Entre 1900 e 1903, este trio de navios transportou principalmente gado vivo de Buenos Aires para Londres e Dunquerque. Tal tráfego foi, porém, interrompido em julho de 1903 por um decreto do governo britânico que
proibia a importação de animais vivos, em conseqüência de um surto de epidemia de febre aftosa bovina.
Tal proibição obrigou a Zuid-Amerika a adaptar seus três cargueiros para o transporte de carga geral, aumentando-se assim a tonelagem de cada um desses navios para 5.400 toneladas de arqueação bruta.
Por volta de 1905, a demanda de tráfego de emigrantes - entre os países do Norte da Europa e a América Latina - havia aumentado de tal maneira que a direção da empresa decidiu participar do transporte de
passageiros; foram então os três navios modificados novamente, transformando-os em navios mistos, ao invés de simples cargueiros.

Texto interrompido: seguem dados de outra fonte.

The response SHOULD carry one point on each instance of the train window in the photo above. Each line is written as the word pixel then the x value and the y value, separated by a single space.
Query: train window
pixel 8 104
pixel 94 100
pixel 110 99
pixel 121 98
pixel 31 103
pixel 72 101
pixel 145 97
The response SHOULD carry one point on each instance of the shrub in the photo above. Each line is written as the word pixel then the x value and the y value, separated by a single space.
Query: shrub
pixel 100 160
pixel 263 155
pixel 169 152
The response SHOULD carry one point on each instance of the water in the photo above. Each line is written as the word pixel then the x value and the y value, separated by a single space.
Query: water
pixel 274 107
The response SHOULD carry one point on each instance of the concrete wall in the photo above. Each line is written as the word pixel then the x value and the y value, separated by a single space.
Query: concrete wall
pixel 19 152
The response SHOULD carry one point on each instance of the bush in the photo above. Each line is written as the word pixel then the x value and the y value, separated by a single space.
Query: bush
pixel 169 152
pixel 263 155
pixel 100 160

Foi o Zaanland que iniciou o serviço mensal regular de passageiros entre a Holanda, o Brasil e a Argentina, zarpando de Amsterdã em setembro de 1906 e sendo seguido pelo Rijnland em 23 de outubro e
pelo Amstelland em 23 de novembro do mesmo ano.
Novo nome - Um ano mais tarde, em dezembro de 1907, a Zuid-Amerika Lijn foi reformulada a fim de poder receber subvenções governamentais, sendo alterada a sua razão social para Koninklijke-Hollandsche Lloyd,
em janeiro de 1908. Tal reconstrução visava reforçar a capacidade de concorrência da companhia no lucrativo tráfego de emigrantes europeus para os países da América do Sul.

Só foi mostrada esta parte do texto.